There had been a problem with multi-byte characters in RedCloth when it was compiled for JRuby, but someone contributed a fix (switching out bytelists for character arrays), which I pulled into a branch called jruby-mbc.
The problem now is extra whitespace. I want to get it fixed so I can release it!
It seems to be mostly when there's HTML in the input. When it's a standalone HTML tag (just a block tag on a line), it puts two BRs after. When it's an HTML block (start tag, contents, end tag), it puts the BR inside the beginning of the next block. When just one newline ends the document, it puts a BR inside the end of the last block; two newlines before EOF behave fine though.
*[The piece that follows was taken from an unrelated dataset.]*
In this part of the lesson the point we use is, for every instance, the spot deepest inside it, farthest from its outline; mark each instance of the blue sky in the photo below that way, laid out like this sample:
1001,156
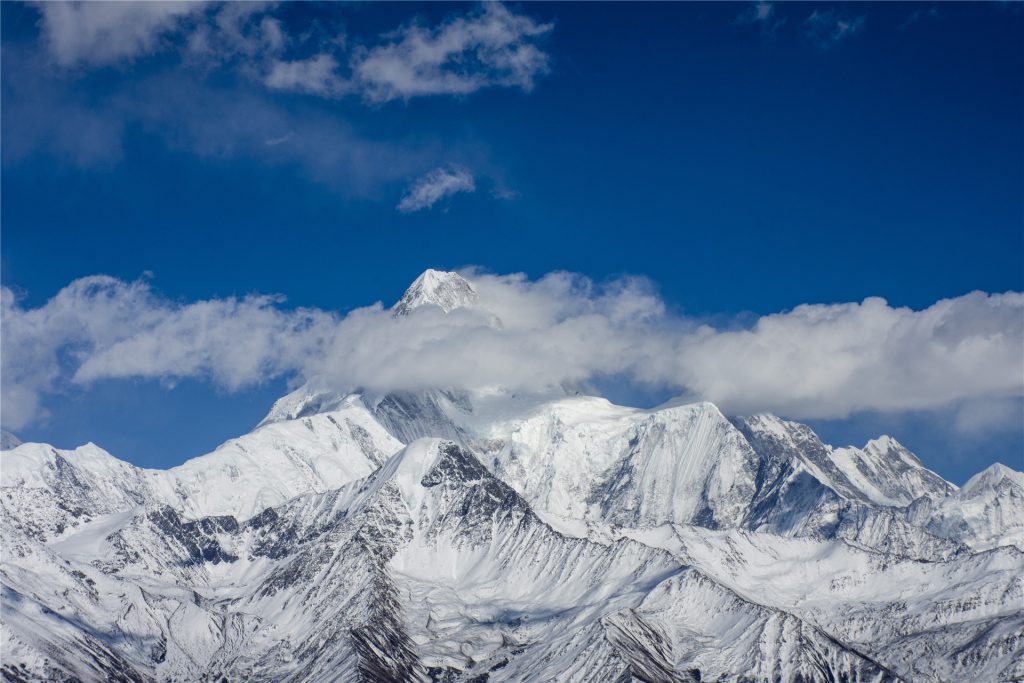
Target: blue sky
745,159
I'd greatly appreciate anyone who can help this Java dunce (me). Here's the fast way to get it checked out and set up:
git clone email@example.com:jgarber/redcloth.git
git checkout jruby-mbc
rvm install jruby
rvm use jruby-1.5.3@redcloth --create
gem install bundler
Hopefully you can get it figured out quickly and make some fast cash. Marek told me he thought the html_esc function needed to be rewritten for multi-byte characters, but that's just a guess. The deliverable required to be paid is a patch that makes all existing tests pass in JRuby (except "RedCloth should have EXTENSION_LANGUAGE")--and no brittle workarounds like stripping characters after the fact. The 33 failing tests are attached.
Skills: JRuby, Textile